Hammond didn’t need to worry as much about beach clearing in 1967, because its Lake Michigan beach was closed due to polluted waters. Pollution was the first guess many people had as the reason for the fish die-off. It was a major issue in the 1960s. But the experts quickly ruled that out as the cause. There was much debate about the cause, but the reasons given by most experts were that alewives were not adapted to life in fresh water, and the water temperature of the lakes were warmer than they were accustomed to. Because the alewife reproduces in massive numbers, even with millions dying, billions more were ready to replace them.

The federal government’s Job Corps sent 108 young men from Camp Atterbury in southern Indiana, up to the shores of Lake Michigan to help with the cleanup. It was called “Operation Fish,” and among the sixteen-miles of beaches where they worked was the Whiting lakefront. Photo from the Michigan City News-Dispatch, July 1967.

Eventually, humans came up with a plan. Part of that plan was already underway. A major effort to get rid of the sea lamprey was making progress by the early 1960s. With the threat of the blood-sucking lamprey diminished, an effort began to stock Lake Michigan with salmon and trout. With alewife high on their menu, both salmon and trout flourished. There were still alewives showing up on beaches, but the massive alewife die-offs became a thing of the past in the 1970s.

In more recent times, invasive species like the alewife and sea lamprey have taken a back seat to the zebra and quagga mussels, two other species that are not native to the Great Lakes. More than thirty years ago, they were carried here by ships from Eastern Europe. To maintain stability on their ocean-crossings, ships arriving in the Great Lakes are often loaded with what’s called ballast water. After reaching their destinations, crews would sometimes empty the ballast water into the lake. Unfortunately, that water sometimes contains organisms that are not native to North America. That was the case with the zebra and quagga mussels. They arrived here in an environment that didn’t have any of their natural enemies. In the prime years of the alewife invasion there were no zebra or quagga mussels in the lake, but the latest estimate is that Lake Michigan is now home to 300-trillion of these stamp-sized creatures.

The West Michigan Tourist Association wasted no time to let people know that the alewife die-off was dying-down.

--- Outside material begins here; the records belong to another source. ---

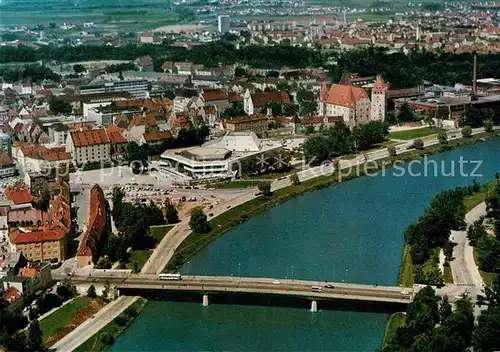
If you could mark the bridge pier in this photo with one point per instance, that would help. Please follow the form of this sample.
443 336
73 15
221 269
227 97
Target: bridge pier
314 306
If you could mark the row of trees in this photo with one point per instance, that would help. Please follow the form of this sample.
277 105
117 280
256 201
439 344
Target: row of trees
488 247
35 73
209 54
133 222
433 326
433 229
454 331
339 140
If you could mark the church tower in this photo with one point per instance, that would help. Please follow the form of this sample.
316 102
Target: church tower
379 100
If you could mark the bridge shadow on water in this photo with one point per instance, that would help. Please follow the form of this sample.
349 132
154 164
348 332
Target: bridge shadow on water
247 299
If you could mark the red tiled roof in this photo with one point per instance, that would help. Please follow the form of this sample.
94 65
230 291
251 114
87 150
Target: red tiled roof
115 134
156 136
27 272
39 236
11 294
215 94
346 96
96 224
89 137
260 99
167 65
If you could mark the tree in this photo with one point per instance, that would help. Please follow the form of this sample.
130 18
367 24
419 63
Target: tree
418 144
445 310
106 338
488 125
106 291
290 109
78 68
309 130
265 188
294 178
304 95
35 336
308 108
392 151
467 132
442 137
240 72
59 106
198 221
406 113
171 214
235 110
91 292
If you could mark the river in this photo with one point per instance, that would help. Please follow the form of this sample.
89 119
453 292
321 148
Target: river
353 230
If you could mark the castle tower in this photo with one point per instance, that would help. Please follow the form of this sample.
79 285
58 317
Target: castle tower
379 100
323 96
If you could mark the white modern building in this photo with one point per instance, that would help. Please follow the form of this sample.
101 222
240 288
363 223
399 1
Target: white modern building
222 157
223 23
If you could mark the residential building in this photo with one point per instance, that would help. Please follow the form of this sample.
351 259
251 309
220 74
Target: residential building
40 245
256 123
138 88
87 146
252 103
7 166
58 133
346 100
223 23
379 100
96 232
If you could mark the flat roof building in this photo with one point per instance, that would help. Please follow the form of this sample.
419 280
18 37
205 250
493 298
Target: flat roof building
220 158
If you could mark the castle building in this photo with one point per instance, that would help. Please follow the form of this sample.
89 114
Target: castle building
352 102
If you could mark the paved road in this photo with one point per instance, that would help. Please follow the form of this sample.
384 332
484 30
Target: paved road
463 267
86 330
166 249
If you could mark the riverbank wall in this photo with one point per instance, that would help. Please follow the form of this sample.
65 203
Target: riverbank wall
240 214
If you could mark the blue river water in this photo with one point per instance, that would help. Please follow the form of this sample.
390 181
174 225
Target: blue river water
352 231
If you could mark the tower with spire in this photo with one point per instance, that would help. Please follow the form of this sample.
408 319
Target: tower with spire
379 100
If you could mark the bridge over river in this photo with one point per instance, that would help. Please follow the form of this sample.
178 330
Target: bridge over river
206 286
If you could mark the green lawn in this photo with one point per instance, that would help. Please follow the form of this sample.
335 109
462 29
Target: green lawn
113 329
234 184
487 277
159 232
141 256
478 197
396 320
406 271
415 133
63 316
447 275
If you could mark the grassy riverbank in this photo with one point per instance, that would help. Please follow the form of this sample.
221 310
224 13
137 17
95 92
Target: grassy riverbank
105 337
67 318
396 320
243 212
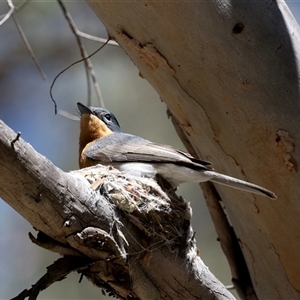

A South Haven lifeguard held up one dead alewife in this 1969 photo, a sharp contrast to the thousands of fish that covered the Sleepy Hollow beach in earlier summers. Photo from the South Bend Tribune.

The mussels clog water intakes, damage boats and docks, and they’ve made the waters of Lake Michigan seem clearer. But they’ve done that by changing the mix of nutrients in the water which in turn has allowed sunlight to reach new depths in the lake, which in turn has created a lush growth of harmful algae at the lake’s bottom, which in turn has had a harmful impact on other fish.   

When the alewife came on the scene, other fish species suffered. The alewife, for example, went after the same food source that the perch and whitefish depended on, leading to a decline in both of those species. Likewise, the arrival of the zebra and quagga mussels have changed the balance of nutrients that alewife depend on. That has contributed to a decline in the number of alewife, which has affected the population of salmon, which depend on alewife as a primary food source.

They are very small and they do not smell anywhere as bad as an alewife, but the shells of zebra and quagga mussels still pile up on Hammond’s lakefront.

There are no signs that the beaches of Whiting and Hammond will experience anything like the alewife die-offs of the 1960s. But before 1950, who ever imagined that there would be billions of alewives in Lake Michigan? Before 1990, who ever imagined that there would be 300-trillion mussels residing on the bottom of Lake Michigan? There are now more than 185 non-native species in the lake. So, who can predict what the future may bring to our Lake Michigan doorstep?